La competencia de motos y cuatriciclos está programada para los días 29 y 30 de agosto, pero el inicio de los trabajos en la zona costera generó preocupación entre distintos sectores de la comunidad.
Uno de los principales cuestionamientos apunta al uso de palas mecánicas y al movimiento de suelo entre los balnearios El Pájaro y Rada Beach, donde se desarrolla el circuito.
Cruce por los estudios ambientales
Entre los impulsores de la protesta se encuentra la Fundación Ecológica Pinamar, que busca advertir sobre las consecuencias que podrían generar las actividades y la circulación de vehículos sobre la playa durante el invierno.

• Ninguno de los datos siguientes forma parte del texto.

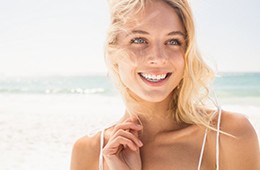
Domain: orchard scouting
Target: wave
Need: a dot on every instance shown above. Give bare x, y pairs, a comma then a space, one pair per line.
55, 91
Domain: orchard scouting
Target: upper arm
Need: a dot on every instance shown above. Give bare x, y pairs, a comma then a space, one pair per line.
85, 154
241, 152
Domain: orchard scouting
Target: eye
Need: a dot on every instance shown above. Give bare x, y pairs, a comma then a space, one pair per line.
138, 41
173, 42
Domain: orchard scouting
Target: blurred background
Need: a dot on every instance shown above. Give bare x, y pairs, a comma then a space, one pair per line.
53, 83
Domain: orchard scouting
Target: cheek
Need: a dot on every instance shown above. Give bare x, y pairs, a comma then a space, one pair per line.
126, 70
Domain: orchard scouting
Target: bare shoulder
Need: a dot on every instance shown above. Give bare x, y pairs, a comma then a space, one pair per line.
85, 153
242, 150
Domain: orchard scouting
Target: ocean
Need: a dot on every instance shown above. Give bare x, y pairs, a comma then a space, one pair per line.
41, 117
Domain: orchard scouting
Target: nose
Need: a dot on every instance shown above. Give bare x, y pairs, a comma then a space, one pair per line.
157, 55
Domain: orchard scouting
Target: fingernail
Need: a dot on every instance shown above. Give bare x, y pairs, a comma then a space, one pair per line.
139, 126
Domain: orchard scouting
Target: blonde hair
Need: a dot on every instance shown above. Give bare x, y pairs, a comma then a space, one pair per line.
188, 100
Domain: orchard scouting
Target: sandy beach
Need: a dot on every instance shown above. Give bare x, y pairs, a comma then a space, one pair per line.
38, 131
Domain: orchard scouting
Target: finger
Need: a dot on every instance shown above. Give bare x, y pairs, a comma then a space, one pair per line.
127, 126
114, 146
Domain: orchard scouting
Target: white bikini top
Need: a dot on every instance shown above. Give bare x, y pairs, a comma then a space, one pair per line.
202, 147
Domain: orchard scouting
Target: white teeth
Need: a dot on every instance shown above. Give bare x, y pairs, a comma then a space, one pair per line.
153, 78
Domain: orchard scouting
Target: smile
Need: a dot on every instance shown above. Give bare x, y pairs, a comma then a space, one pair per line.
154, 78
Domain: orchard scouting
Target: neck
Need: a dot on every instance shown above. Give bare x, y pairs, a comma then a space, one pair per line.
155, 117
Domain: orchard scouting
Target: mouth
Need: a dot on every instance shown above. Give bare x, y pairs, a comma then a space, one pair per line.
154, 78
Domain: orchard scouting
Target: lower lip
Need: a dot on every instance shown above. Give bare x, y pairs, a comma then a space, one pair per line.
155, 84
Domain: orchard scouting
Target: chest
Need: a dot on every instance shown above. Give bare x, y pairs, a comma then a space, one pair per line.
180, 156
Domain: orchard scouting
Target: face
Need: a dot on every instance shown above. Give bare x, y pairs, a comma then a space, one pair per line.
155, 44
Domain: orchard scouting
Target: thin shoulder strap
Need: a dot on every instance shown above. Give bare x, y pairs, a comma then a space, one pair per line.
218, 138
202, 148
100, 152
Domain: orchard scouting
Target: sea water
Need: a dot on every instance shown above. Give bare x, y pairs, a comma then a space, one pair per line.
41, 117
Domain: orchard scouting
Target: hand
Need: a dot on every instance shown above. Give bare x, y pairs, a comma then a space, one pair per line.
122, 150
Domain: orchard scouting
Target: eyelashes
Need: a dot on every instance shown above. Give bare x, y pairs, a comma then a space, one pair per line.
138, 40
171, 42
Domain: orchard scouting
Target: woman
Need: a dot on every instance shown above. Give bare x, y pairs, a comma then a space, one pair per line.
152, 57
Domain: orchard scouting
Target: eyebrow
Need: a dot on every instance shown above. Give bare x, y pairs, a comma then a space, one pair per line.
146, 33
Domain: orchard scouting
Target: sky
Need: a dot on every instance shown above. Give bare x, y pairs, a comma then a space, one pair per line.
65, 37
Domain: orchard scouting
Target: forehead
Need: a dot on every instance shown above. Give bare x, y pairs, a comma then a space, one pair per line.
156, 15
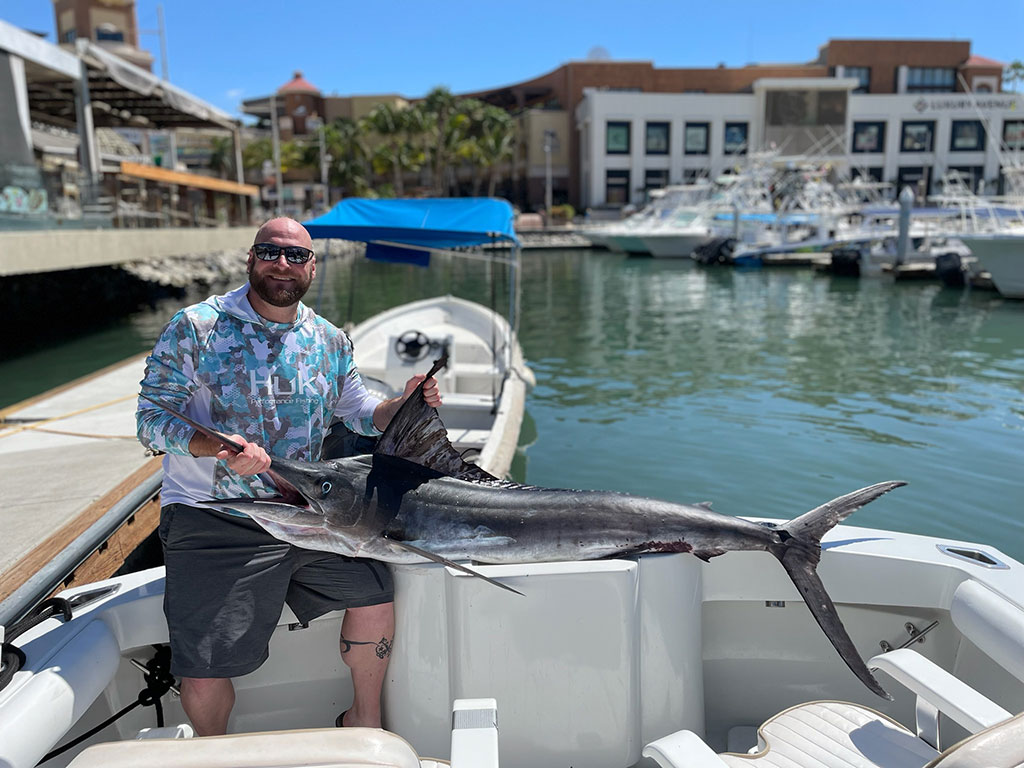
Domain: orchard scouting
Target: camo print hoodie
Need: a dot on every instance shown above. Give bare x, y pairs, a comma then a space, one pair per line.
276, 384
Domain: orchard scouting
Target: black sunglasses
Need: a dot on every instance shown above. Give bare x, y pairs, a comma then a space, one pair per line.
271, 252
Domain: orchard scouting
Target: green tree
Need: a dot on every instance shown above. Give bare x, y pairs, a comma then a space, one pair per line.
1014, 74
221, 156
348, 168
445, 122
395, 152
497, 141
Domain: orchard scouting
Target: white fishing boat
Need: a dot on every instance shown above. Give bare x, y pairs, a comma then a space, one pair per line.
1001, 255
599, 664
484, 385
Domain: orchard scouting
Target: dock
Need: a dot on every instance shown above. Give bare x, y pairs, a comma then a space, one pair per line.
77, 488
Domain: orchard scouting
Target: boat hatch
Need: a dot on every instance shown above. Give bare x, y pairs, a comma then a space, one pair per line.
975, 556
90, 596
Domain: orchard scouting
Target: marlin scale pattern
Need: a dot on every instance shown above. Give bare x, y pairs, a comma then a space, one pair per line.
415, 498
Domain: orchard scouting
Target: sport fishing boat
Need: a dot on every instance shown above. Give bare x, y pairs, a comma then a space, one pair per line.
484, 385
652, 659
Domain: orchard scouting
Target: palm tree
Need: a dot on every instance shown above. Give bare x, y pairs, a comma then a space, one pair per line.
396, 153
1014, 74
497, 142
445, 124
344, 142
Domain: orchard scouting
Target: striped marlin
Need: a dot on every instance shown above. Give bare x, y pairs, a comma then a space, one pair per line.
415, 498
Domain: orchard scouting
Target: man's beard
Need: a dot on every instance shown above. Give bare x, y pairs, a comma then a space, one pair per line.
275, 294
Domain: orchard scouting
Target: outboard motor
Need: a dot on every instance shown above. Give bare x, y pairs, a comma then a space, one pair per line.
950, 270
715, 251
846, 261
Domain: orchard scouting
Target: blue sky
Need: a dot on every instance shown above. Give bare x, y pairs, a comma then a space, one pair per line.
224, 50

Desde la oposición, concejales locales cuestionaron que las obras hayan comenzado sin contar, según denunciaron, con estudios de impacto ambiental completos o sin cumplir con las ordenanzas destinadas a proteger la zona costera.
La respuesta de la Municipalidad y los organizadores
La Municipalidad de Pinamar, encabezada por Juan Ibarguren, y la empresa organizadora EDV Entertainment defendieron la realización del evento.
Según su postura, el Enduro del Invierno fue aprobado por el Concejo Deliberante y cuenta con informes de impacto ambiental. Además, sostienen que la intervención sobre la playa será transitoria.
Los organizadores aseguran que, una vez finalizada la competencia, la pista será desmontada y el área recuperará su fisonomía original en aproximadamente 72 horas.
La discusión enfrenta así a quienes consideran que el evento representa una amenaza para el ambiente costero con quienes sostienen que se trata de una intervención temporal y controlada, a pocos días de la competencia.